Sports Graphic Number MoreBACK NUMBER
<日本競歩を牽引する2人> 山崎勇喜&森岡紘一朗 「競い、歩く、共に」
text by
折山淑美Toshimi Oriyama
photograph byAsami Enomoto
posted2012/07/15 08:01
優勝した森岡が目にした山崎の涙とプライド。
そのレース後、前述通り、競技場で人目を憚らずに泣いていた山崎に会釈をしたが、顔を背けられていた。
森岡は山崎のその行為を「納得できた」という。自分がいるべき場所に居られなかった悔しさ。それがああいったかたちで表に出るのも、アスリートとしては当然のことだ、と。

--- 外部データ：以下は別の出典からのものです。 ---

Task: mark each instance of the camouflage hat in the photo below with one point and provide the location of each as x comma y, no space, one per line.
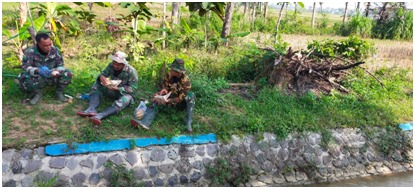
119,57
178,65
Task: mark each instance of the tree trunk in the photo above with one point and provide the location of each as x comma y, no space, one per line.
279,20
260,8
164,26
23,13
313,16
90,6
382,13
253,14
174,14
367,9
345,13
226,29
245,7
265,9
286,9
295,7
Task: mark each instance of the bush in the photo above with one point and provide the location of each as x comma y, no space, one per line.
352,48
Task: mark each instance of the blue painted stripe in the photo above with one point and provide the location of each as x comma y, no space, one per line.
122,144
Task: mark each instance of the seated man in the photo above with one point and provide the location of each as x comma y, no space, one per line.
118,69
43,65
177,83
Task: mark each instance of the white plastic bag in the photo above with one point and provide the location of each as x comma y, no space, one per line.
140,111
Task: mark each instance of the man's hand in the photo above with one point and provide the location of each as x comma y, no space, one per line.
114,88
104,80
55,73
163,91
44,71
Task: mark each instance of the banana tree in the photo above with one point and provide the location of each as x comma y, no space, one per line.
23,35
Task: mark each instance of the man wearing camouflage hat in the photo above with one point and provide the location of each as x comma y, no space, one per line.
118,69
43,65
177,83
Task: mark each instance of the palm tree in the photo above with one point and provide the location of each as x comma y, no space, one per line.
367,9
279,20
226,29
313,16
174,13
345,13
265,9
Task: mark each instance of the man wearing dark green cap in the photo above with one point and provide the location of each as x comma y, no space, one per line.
177,83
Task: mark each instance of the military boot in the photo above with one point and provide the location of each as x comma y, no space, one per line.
190,104
94,101
107,112
36,98
147,119
188,118
59,93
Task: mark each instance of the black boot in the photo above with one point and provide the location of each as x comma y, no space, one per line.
188,118
59,93
94,101
147,119
107,112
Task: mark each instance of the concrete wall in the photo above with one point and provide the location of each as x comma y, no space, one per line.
295,160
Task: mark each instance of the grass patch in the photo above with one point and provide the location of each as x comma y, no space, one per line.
219,108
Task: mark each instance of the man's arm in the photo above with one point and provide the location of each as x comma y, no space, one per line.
132,84
58,61
27,63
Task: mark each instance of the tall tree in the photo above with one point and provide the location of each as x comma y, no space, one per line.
164,25
345,13
226,29
174,13
253,14
23,13
279,20
313,16
265,9
367,9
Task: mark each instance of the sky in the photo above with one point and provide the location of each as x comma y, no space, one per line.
341,4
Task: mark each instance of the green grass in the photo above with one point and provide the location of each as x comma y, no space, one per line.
260,109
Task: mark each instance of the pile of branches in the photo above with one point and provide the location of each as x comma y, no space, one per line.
302,72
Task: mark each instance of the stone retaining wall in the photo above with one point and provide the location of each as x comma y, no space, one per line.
295,160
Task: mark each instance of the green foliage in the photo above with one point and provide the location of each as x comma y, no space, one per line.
121,177
398,26
219,173
49,183
352,48
359,25
206,89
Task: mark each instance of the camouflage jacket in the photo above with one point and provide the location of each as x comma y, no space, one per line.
178,87
33,59
128,77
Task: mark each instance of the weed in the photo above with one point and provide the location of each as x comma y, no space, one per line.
326,138
121,177
219,173
48,183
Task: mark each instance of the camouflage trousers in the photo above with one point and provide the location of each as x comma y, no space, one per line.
189,99
123,100
31,83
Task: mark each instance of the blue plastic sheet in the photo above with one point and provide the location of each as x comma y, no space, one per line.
406,126
123,144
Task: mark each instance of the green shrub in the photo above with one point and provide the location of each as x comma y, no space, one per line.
352,48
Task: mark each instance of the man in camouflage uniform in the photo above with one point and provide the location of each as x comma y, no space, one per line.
43,65
178,83
118,69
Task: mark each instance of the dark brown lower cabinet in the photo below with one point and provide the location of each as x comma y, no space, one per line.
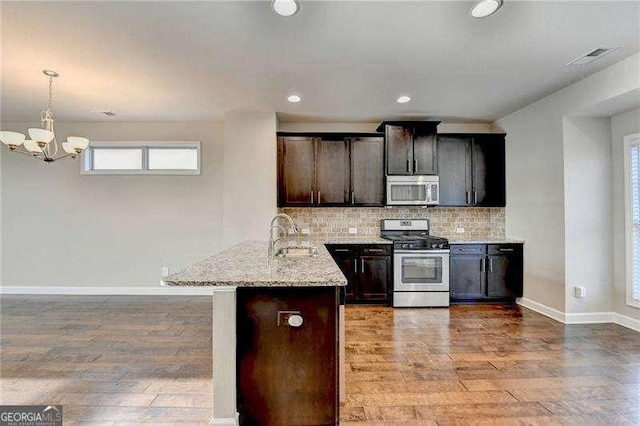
367,269
485,272
287,375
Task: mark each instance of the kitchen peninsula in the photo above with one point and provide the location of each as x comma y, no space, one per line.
276,327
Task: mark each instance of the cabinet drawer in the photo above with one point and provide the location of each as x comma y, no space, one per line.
468,249
515,249
342,250
381,250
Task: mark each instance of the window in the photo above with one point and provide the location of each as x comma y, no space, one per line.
126,158
632,216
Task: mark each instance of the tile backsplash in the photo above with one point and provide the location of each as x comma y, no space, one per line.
335,222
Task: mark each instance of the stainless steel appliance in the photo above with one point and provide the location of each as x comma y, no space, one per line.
420,263
413,190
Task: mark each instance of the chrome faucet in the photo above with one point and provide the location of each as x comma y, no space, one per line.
292,229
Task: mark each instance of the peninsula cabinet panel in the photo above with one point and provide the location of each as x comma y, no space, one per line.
367,171
296,172
399,150
332,172
287,375
454,168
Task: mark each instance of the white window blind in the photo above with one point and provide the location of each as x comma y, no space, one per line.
154,158
632,189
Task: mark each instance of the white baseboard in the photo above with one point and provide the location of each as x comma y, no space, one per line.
628,322
107,291
589,317
543,309
581,317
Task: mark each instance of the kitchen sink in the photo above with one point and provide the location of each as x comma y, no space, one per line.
298,252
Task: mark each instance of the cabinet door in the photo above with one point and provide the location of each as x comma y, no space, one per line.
296,171
497,277
375,277
399,150
488,171
467,277
424,152
454,169
332,172
347,264
367,171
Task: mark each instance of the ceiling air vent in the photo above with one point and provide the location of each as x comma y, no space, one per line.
593,55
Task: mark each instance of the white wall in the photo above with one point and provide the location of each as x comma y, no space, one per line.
621,126
61,228
588,212
535,175
371,127
250,176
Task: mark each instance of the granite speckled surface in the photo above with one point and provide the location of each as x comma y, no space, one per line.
476,240
246,265
357,240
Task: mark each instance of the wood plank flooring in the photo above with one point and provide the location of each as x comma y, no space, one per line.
135,360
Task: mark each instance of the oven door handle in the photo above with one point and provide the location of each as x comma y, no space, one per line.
421,251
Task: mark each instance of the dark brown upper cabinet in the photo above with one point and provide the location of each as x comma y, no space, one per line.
411,147
472,170
330,170
367,171
296,171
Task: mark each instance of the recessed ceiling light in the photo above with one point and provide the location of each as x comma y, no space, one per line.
484,8
285,7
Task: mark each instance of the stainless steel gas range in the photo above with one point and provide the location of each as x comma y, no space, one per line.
420,263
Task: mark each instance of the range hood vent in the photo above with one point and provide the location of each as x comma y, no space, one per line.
592,56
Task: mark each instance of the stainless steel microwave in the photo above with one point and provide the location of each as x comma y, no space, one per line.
413,190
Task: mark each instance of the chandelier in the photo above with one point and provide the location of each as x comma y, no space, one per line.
42,143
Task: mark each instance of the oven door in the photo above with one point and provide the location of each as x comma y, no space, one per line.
421,270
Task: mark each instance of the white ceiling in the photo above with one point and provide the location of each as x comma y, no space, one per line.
348,60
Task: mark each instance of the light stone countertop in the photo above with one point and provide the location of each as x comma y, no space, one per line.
246,265
482,240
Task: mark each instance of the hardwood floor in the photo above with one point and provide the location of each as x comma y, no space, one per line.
134,360
487,364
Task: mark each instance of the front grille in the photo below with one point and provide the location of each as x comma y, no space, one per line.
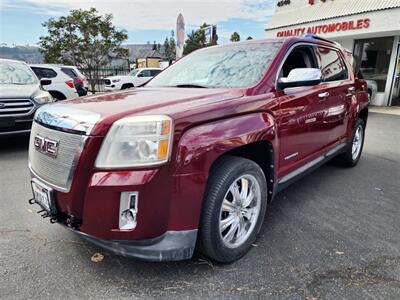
55,171
15,107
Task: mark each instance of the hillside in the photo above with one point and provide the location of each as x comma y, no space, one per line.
28,54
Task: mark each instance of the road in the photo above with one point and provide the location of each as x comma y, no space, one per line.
333,235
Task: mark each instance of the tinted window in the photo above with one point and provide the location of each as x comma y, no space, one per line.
300,57
331,64
240,65
44,72
145,73
70,72
154,72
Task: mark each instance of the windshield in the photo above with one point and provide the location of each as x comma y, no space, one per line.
16,73
134,72
241,65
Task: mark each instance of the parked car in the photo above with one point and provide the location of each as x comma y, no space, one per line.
192,159
135,78
62,86
80,81
21,93
77,73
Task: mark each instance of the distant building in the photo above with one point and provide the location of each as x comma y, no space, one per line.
368,28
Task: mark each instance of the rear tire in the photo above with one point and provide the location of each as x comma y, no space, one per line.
233,210
353,153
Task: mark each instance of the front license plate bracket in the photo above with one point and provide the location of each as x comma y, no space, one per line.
44,197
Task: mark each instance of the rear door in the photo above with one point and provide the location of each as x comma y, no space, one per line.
340,86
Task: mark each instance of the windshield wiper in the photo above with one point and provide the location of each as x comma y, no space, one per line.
191,85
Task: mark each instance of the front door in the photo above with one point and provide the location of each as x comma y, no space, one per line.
336,79
302,132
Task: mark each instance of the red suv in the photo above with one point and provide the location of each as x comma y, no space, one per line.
192,159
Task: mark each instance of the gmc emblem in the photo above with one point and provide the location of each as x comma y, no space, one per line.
46,146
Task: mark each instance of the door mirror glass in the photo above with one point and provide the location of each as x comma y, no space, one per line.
45,81
300,77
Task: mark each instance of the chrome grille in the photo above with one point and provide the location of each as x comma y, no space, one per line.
56,172
15,107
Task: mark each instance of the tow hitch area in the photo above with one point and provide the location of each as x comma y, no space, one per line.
43,212
69,221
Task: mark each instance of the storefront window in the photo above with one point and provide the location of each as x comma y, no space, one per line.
373,58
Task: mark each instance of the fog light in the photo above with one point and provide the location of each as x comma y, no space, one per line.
128,210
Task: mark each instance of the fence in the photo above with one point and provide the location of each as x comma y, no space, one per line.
100,75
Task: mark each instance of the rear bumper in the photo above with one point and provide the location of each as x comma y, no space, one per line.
171,246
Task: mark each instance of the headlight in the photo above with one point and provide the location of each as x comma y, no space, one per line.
136,141
43,97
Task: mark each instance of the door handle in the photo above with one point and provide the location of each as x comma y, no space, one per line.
323,95
351,89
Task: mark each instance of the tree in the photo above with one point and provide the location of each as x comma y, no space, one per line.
84,39
197,39
156,47
170,47
235,37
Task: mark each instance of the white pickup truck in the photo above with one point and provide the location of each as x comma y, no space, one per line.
135,78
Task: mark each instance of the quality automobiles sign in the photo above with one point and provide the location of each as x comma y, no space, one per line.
326,28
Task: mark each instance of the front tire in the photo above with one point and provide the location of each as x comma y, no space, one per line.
234,208
353,153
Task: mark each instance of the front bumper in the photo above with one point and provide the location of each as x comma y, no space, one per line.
18,125
171,246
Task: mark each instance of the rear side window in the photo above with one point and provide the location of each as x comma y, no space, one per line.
331,64
70,72
154,72
145,73
44,72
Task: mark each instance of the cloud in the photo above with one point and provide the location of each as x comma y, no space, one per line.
155,15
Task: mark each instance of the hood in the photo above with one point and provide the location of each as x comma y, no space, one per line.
18,91
118,77
104,109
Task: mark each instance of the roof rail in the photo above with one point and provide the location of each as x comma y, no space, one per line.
317,37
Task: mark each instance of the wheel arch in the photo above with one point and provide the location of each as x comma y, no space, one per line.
260,152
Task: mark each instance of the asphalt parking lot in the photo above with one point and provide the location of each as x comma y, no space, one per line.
333,235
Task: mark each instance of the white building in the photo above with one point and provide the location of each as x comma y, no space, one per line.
368,28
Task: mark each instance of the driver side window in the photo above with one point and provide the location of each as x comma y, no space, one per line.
300,57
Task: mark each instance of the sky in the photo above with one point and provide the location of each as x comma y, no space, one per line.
144,20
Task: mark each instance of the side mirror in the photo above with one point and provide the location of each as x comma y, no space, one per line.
44,82
300,77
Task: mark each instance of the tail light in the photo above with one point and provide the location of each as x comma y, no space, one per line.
70,83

そして、むしろその涙に、復帰した時の山崎に対する“怖さ”が増大したともいう。
「できれば日本選手権では山崎さんと一緒にレースをして、自分がどこまで近づけているかを確認しながらやりたかったんです。テグでも、それができなかった。だから、レースにいない山崎さんとの差をどこまで縮められるかを目標にしてました。そして『山崎さんが戻って来たらどういうレースをしようか』というのは常に考えていました。世界で6番になっても、本当の国内王者は別にいたような状態だから、今でも、やっと挑戦権がもらえたという感じなんです」
森岡は、ロンドン五輪を集大成とは考えていない。
2人の2年ぶりの対決になるのが、4月15日の日本選手権50km競歩だ(※試合結果は記事末にて)。

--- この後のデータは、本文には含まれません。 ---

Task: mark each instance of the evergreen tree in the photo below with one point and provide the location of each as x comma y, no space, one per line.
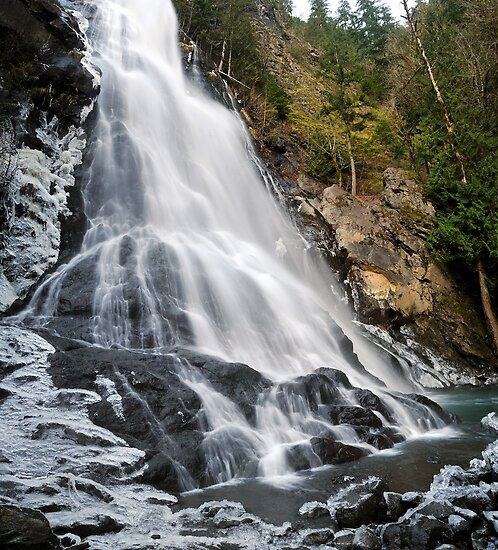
319,17
455,127
344,16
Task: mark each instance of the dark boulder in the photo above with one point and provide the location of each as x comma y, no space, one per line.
335,452
421,533
25,529
359,504
355,416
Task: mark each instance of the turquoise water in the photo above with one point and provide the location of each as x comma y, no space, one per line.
409,467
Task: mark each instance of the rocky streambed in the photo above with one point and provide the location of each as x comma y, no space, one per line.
84,464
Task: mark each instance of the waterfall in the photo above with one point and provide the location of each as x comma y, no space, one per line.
186,247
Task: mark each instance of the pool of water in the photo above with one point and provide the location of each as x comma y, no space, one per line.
409,467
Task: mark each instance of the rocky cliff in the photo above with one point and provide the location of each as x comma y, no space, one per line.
377,241
47,89
406,302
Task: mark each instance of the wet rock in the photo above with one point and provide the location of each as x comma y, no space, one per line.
380,248
492,518
319,387
490,422
21,528
394,506
377,439
359,504
318,536
412,498
335,452
436,409
344,539
314,509
368,400
420,533
163,414
96,525
356,416
440,509
366,539
458,525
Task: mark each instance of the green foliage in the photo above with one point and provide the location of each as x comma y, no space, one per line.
276,97
210,23
324,161
464,62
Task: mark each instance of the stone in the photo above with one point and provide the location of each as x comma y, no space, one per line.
99,524
359,503
412,498
25,529
318,536
394,506
366,539
490,422
314,509
335,452
420,533
356,416
343,539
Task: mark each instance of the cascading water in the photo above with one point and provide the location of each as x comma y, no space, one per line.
189,250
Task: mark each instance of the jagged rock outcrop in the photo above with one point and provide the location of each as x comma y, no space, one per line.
47,89
379,247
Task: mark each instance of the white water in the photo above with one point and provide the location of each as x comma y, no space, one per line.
191,249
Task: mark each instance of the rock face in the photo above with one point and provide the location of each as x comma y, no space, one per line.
26,529
47,89
378,245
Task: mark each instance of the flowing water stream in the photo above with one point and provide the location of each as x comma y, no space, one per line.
187,247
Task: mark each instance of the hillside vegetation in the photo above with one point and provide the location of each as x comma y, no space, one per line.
349,94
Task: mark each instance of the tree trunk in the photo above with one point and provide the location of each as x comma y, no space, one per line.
487,306
450,127
353,165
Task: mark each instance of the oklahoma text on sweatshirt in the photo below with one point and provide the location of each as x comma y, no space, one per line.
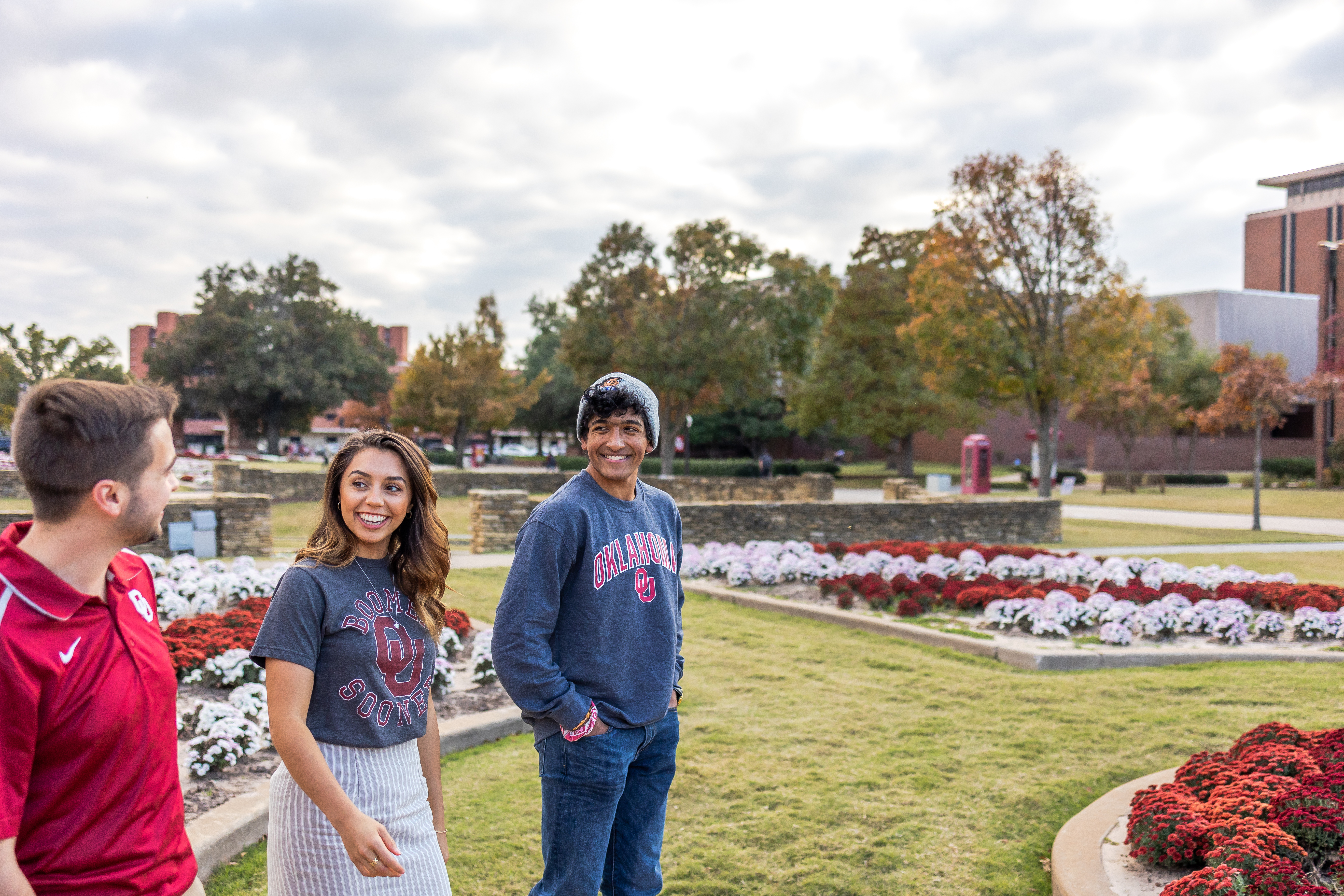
592,610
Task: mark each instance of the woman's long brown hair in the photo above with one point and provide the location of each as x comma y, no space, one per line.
417,555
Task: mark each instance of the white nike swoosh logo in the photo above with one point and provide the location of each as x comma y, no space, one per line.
66,656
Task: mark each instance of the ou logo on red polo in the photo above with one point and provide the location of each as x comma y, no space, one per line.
646,586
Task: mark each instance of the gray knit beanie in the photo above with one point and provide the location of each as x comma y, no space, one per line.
635,387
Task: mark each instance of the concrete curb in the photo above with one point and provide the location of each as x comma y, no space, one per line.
226,831
1073,660
480,729
1076,864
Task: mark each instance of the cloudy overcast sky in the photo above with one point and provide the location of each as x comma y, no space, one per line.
425,154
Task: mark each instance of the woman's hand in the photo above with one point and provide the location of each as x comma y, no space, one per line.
370,847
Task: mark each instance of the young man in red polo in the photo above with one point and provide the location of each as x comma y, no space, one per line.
89,795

このレースにロンドン切符がかかる山崎は、2月の日本選手権20kmでスピードに対する自信を失ったとはいうが、50kmでは自分が第一人者だ、という自負がある。
「50kmでは違うぞというところを見せたい。3時間40分を出す方法を知っているのは自分だけという思いもあるし、そういう練習に耐えられる強靱な体が僕の武器ですから。北京五輪では20km過ぎからすごい下痢になって力を発揮できなかったけど、あの時、最低でも4位にはなれたと思う。それだけの力があることをロンドンで証明したいんです」
五輪内定者として出場する森岡は冷静にレースを捉えている。内定後は3時間40分を目標にして練習の負荷をあげてきたが、日本記録を狙った2月の20kmでは力み過ぎて失敗。その後の練習でも少し体調を崩していることもあり、「まだ山崎さんと並んでレースをしたことがないので、張り合いたい」という気持ちを抑えなければと考えている。

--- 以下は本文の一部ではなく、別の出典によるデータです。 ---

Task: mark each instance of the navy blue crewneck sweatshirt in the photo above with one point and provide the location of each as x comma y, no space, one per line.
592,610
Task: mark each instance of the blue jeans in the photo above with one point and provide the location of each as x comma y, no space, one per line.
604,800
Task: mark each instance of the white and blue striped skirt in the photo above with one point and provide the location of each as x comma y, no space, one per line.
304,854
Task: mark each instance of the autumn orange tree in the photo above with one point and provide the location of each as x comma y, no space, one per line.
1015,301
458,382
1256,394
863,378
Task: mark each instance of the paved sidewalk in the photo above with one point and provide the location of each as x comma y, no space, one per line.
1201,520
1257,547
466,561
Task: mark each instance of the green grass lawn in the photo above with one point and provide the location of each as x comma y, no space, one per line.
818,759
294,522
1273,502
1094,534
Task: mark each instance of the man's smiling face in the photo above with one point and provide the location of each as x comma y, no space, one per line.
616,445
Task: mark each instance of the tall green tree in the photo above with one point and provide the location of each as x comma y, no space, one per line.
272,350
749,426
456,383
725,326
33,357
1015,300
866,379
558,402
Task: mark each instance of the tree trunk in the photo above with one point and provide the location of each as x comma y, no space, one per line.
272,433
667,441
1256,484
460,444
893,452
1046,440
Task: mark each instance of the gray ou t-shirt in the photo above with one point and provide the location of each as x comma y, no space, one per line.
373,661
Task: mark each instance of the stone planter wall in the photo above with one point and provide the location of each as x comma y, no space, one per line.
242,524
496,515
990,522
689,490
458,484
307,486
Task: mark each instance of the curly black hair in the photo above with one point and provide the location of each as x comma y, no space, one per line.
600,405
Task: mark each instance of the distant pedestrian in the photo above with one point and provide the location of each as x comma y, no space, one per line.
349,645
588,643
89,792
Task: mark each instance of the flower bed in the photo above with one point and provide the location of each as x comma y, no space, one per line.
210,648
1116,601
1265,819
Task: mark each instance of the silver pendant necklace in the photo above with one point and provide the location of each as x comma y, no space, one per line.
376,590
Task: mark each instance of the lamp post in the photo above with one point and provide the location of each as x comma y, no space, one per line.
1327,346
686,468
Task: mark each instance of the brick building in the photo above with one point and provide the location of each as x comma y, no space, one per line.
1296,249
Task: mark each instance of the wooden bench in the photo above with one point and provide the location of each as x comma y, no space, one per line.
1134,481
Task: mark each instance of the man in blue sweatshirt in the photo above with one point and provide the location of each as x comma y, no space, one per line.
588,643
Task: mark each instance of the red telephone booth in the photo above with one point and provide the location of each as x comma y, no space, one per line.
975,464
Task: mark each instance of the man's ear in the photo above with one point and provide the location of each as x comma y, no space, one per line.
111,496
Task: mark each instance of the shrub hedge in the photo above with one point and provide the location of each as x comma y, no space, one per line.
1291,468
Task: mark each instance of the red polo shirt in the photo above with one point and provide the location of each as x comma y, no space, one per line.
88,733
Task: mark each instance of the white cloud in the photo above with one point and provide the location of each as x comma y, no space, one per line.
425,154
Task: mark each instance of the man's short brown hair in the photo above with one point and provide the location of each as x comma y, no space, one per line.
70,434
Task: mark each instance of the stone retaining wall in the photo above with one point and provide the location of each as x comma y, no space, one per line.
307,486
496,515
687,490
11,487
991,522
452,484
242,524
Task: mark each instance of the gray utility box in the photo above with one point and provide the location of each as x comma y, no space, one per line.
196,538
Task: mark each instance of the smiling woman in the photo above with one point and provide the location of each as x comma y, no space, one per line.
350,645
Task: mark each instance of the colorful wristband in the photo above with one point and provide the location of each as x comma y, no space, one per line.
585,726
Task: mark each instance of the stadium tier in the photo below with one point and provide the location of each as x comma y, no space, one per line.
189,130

「本当の勝負はロンドンにとっておきますよ。僕は歩型が崩れず、失格にならないのと、ラスト2kmのスピードには自信がある。30秒差なら追いつく自信がありますから」
森岡はダブル入賞も期待できるロンドン五輪を、集大成とは考えていない。そこまでに山崎に追いつき、その後は真のライバルとして競り合いながらレベルをあげ、4年後のリオで結果を出したいのだという。それは度重なるケガに泣かされた山崎も同じだろう。